Мое появление Саня принял как должное и, словно продолжая разговор, сказал:
— Нарочно не придумаешь — бабушка, пенсионерка и тренер по футболу. Попомни мои слова — матриархат возвращается.
Вот тогда во второй раз прозвучало это слово, будто вытащенное на белый свет из старинных бабушкиных сундуков.
Я не успел открыть рот, потому что к подъезду подкатило такси, и из него высунулся бородатый шофер.

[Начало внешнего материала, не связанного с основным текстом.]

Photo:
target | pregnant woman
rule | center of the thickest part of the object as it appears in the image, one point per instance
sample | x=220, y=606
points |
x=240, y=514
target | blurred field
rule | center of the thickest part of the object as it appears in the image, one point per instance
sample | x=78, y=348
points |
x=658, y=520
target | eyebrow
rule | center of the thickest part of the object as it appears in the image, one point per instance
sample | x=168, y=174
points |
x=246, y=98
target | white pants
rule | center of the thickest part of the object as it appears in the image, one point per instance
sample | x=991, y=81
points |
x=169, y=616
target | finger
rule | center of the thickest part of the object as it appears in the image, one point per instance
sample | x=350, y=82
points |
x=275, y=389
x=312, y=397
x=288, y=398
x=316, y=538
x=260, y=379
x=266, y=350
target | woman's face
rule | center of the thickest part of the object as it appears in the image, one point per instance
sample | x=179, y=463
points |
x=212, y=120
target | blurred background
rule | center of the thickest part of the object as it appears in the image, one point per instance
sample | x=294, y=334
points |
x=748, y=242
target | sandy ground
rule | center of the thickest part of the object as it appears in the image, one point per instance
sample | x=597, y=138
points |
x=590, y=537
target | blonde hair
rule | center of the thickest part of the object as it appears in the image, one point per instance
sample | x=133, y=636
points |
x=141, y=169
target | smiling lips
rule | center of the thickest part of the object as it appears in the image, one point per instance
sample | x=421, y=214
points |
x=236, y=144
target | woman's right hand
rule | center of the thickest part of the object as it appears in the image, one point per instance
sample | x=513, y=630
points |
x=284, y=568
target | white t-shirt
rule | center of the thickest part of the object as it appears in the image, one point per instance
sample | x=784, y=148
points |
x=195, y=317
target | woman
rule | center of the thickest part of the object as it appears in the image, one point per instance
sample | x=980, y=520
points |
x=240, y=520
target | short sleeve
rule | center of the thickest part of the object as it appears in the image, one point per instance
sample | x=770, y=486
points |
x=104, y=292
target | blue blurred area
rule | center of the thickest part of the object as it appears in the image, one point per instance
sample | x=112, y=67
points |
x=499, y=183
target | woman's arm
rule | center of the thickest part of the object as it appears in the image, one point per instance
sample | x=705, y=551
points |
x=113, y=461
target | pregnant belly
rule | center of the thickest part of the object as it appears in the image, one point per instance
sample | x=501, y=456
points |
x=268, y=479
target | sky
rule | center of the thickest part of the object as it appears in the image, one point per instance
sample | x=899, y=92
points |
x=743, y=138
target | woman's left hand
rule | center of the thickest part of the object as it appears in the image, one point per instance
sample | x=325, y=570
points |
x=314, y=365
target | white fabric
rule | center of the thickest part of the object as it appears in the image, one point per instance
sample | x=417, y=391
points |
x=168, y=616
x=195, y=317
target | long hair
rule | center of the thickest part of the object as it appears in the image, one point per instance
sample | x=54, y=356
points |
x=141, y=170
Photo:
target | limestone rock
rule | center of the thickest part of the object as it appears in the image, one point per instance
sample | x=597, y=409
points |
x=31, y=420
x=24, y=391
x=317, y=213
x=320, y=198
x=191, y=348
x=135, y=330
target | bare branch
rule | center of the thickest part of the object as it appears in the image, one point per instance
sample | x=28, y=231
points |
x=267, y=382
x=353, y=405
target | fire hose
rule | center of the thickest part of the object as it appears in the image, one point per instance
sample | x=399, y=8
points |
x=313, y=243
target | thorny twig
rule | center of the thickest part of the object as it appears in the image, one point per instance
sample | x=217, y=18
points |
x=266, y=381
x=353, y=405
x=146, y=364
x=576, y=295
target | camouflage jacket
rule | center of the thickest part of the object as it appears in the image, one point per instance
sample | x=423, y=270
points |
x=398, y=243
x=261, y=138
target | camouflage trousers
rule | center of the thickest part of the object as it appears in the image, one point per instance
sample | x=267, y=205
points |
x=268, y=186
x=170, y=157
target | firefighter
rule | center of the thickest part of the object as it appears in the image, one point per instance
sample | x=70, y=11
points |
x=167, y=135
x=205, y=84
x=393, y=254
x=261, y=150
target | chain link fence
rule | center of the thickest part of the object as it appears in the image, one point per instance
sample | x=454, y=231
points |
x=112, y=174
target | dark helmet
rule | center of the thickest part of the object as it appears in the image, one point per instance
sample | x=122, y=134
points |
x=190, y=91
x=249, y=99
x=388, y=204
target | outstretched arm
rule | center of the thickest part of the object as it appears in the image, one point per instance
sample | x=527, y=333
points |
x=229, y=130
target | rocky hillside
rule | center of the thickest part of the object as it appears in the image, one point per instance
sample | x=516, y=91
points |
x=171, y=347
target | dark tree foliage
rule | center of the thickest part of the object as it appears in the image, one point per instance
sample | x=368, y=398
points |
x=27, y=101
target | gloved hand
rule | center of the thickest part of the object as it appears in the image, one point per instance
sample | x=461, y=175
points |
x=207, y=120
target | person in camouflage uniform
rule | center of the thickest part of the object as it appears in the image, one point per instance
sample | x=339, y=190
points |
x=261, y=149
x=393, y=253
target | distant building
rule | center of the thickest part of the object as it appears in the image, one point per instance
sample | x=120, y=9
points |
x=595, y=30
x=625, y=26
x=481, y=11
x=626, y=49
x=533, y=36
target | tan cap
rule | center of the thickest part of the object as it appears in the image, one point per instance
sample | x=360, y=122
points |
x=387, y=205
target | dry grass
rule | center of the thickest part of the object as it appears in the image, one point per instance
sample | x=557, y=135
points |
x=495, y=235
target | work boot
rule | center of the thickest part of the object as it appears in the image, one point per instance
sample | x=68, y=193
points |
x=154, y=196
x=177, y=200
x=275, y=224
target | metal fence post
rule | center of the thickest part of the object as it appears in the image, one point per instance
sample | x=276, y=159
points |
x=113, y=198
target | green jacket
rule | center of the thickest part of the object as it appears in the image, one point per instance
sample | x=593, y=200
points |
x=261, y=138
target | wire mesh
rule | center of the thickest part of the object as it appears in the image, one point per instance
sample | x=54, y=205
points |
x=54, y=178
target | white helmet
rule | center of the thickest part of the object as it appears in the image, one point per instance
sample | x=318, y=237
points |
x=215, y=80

— Мужики, 22-я квартира здесь?
— Здесь, — подтвердил я.
А Саня побледнел:
— Из 22-й такси заказывали?
— Ага, — кивнул таксист. — В аэропорт торопятся.
Саня в два прыжка взлетел по лестнице. По привычке всегда следовать за другом я устремился за ним.
Саня открыл дверь и увидел, что мама пакует папе чемодан, а папа подает маме вещи. С первого взгляда Саня обо все догадался.
— А я? — тихо, но четко произнес Саня.
Санина мама преспокойно продолжала заниматься своим делом. Санин папа за маминой спиной пытался руками, в которых он держал носки, показать, что во всем виновата мама, а он тут ни при чем, он бы всей душой, да ему не велят.
— А я? — Саня взял самую высокую ноту.
Тогда мама разогнулась, увидела сына и меня, мы с ней поздоровались.
— Мы же договаривались, — пошел в атаку Саня.
— Что ты будешь там делать, интересно знать? — мама запихивала последние вещи в чемодан.
— Играть в футбол, — с достоинством ответил Саня.
— Гонять мяч ты можешь и в нашем дворе, а пропускать два месяца учебы я тебе не позволю, — мама была неприступна, как ворота чемпионов мира.
— Там воздух, солнце, море, фрукты, — скороговоркой экскурсовода папа перечислил достоинства черноморского побережья.
— Хорошо, съездим летом на юг, — мама надавила на крышку и закрыла чемодан. — Я хочу, чтобы ты получил приличный аттестат, хотя бы наполовину такой, какой будет у твоего друга. И вообще хватит одного футболиста на семью.
Мама вынула из кармашка свисток и свистнула:
— Прекратите пререкания с судьей!
Санина мама была спортивным врачом и еще судила баскетбольные матчи, потому не расставалась со свистком.
Во дворе забибикало такси.
— Присядем на дорожку, — скомандовала Санина мама.
Мы посидели минуту в молчании, а потом стали прощаться. Папа пожал мне руку, обнял Саню и шепнул сыну на ухо:
— На следующий год железно возьму.
— Я тебя провожу, — мама взяла чемодан, папа подхватил спортивную сумку, и они пошли вниз, к такси.
Саня долго сидел, не подавая голоса. Я не прерывал его молчания, сочувствуя своему другу. Он так надеялся на эту поездку. Только ею и жил. И вдруг — осечка, так сказать, удар мимо ворот.
— Слушай, — ожил Саня, — твой отец пишет в газеты, выступает по телевизору?
— Да, а что? — я не мог понять, что задумал мой друг.
— Пошли к тебе домой, — подхватился Саня.
Долго унывать он не умел, потому что был человеком действия.
Саня больше не произнес ни слова. А мне показалось, что он хотел добавить вот что. Мол, мой отец не выдержал проверки. Посмотрим, осилит ли испытание твой отец.
Я был уверен, что мой папа не подкачает.